We AB tested 16-44.1 and 24-96 versions of some really good classical recordings...

deaddodo · on Oct 1, 2023

I love how you can pull out 100 studies and side by side comparisons of recording tools/listening devices much more precise than the human ear that all show this as being flim-flam; and still "audiophiles" will convince themselves to spend 5-25k on specialty equipment that has no effect on their experience.

You're better off spending your money on a bog standard DAC/AMP (feel free to opt for tube even, if you insist) combo running through a pair of decent headphones off of 320kbps MP3/AAC (or FLAC, if you insist) source. Even, if we took your subjective insistance that this specialty equipment improved your experience by .00001%, it's probably not worth the 500-1500% increase in expense.

As to your specific example, I can guarantee you that your Bluetooth codec (LDAC or not) introduced far more sound artifacts than the difference between 16 and 24-bit sound.

KeplerBoy · on Oct 2, 2023

Placebo is one hell of a drug and has an effect much larger than .00001%. It might not pass an ABX test, but it absolutely does sound better to those who want it to sound better.

zigzag312 · on Oct 1, 2023

I would be interested in those studies if you can link a few of them.

Mistletoe · on Oct 1, 2023

Was your test blinded? I guess there is a chance you are an outlier but blind tests like this one don't support what you are saying.

http://archimago.blogspot.com/2014/06/24-bit-vs-16-bit-audio...

>In a naturalistic survey of 140 respondents using high quality musical samples sourced from high-resolution 24/96 digital audio collected over 2 months, there was no evidence that 24-bit audio could be appreciably differentiated from the same music dithered down to 16-bits using a basic algorithm (Adobe Audition 3, flat triangular dither, 0.5 bits).

>Furthermore, analysis of those utilizing more expensive audio systems ($6,000+) did not show any evidence of the respondents being able to identify the 24-bit audio. Those using headphones likewise did not show any stronger preference for the higher bit-depth sample. No difference was noted in the "older" (51+ years) age group data (not surprising if there is no discernible difference even with potential age-related hearing acuity changes).

amlib · on Oct 1, 2023

The 24-96 is different master, some sound engineer just had a field day in the studio and produced a better mix.

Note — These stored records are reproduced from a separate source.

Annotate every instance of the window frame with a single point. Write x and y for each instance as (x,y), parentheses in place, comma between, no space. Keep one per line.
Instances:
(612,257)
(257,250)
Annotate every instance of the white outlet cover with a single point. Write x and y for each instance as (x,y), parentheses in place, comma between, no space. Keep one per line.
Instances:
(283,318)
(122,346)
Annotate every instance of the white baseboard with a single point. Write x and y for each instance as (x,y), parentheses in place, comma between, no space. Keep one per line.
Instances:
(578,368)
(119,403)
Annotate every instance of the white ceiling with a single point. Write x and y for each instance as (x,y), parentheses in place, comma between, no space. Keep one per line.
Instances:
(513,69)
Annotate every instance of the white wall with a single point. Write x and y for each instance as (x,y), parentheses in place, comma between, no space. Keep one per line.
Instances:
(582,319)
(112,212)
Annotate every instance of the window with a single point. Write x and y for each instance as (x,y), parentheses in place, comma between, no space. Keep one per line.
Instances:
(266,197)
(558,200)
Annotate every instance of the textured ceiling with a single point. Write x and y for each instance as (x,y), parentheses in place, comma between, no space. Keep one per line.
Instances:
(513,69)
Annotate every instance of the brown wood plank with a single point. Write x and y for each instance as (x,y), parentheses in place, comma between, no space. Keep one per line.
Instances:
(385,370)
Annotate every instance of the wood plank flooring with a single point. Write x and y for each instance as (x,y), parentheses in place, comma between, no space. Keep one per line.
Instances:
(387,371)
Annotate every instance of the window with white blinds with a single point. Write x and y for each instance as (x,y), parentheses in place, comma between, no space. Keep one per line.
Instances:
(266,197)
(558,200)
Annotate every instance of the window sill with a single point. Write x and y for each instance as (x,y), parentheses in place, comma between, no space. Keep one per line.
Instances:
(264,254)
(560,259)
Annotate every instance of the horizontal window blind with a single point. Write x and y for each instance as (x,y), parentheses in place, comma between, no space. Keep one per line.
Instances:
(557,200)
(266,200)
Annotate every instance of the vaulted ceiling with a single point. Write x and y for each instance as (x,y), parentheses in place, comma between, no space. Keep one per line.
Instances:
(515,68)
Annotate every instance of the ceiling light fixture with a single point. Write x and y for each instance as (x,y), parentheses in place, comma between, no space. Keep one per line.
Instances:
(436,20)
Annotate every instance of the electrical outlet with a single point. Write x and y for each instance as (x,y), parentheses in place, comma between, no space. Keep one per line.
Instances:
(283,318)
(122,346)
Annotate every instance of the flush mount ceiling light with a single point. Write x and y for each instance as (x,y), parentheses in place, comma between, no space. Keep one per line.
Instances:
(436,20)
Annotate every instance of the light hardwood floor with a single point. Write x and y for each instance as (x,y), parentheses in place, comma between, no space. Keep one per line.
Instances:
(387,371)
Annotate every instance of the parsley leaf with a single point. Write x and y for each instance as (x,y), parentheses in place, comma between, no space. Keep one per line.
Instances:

Repeat the test with a 16-44.1 version downsampled (use something like sox with the ultra high quality resmapler) from the 24-96 version and I guarantee you will not be able to spot any difference compared to the "true" 24-96 version.

saltcured · on Oct 2, 2023

I understand the theory of this, but cannot reconcile it with an experience I had in person a decade ago.

In the acoustically prepped monitoring booth of his recording studio, a friend of mine tried to give me an ABX test of 24bit 96 kHz recording and its 16bit 44.1 kHz rendering that was supposedly done right. I heard the difference and easily picked the high-rate one that sounded more life-like. With my best effort, I described it as having a clearer high frequency spectrum, while the other sounded muffled in comparison.

I am left wondering if the 44.1 kHz file wasn't actually rendered correctly with dithering, or if my friend failed to actually get his studio equipment to play it back correctly. I.e. was some overly aggressive low-pass filter done during the conversion or during the playback.

amlib · on Oct 2, 2023

As you said yourself, it was most likely a rendering issue. A bad low-pass filter would have attenuated the high-end when converting to 44khz. Also, this is afaik the reason why all modern audio uses 48khz, you get a little bit more head-room when designing a low pass filter and you can even choose a less aggressive and perhaps less computationally expensive one that still won't have an effect on the humanly perceptible frequencies.

publicmail · on Oct 2, 2023

I think the reason a lot of modern audio is at 48k has more to do with it being accompanied by video, which has independently settled on sampling rates of 48k, 96k, etc.

eredengrin · on Oct 1, 2023

How do you know that the 24/96 and 16/44 came from the same masters? If this isn't controlled for then of course the result might be different.[0]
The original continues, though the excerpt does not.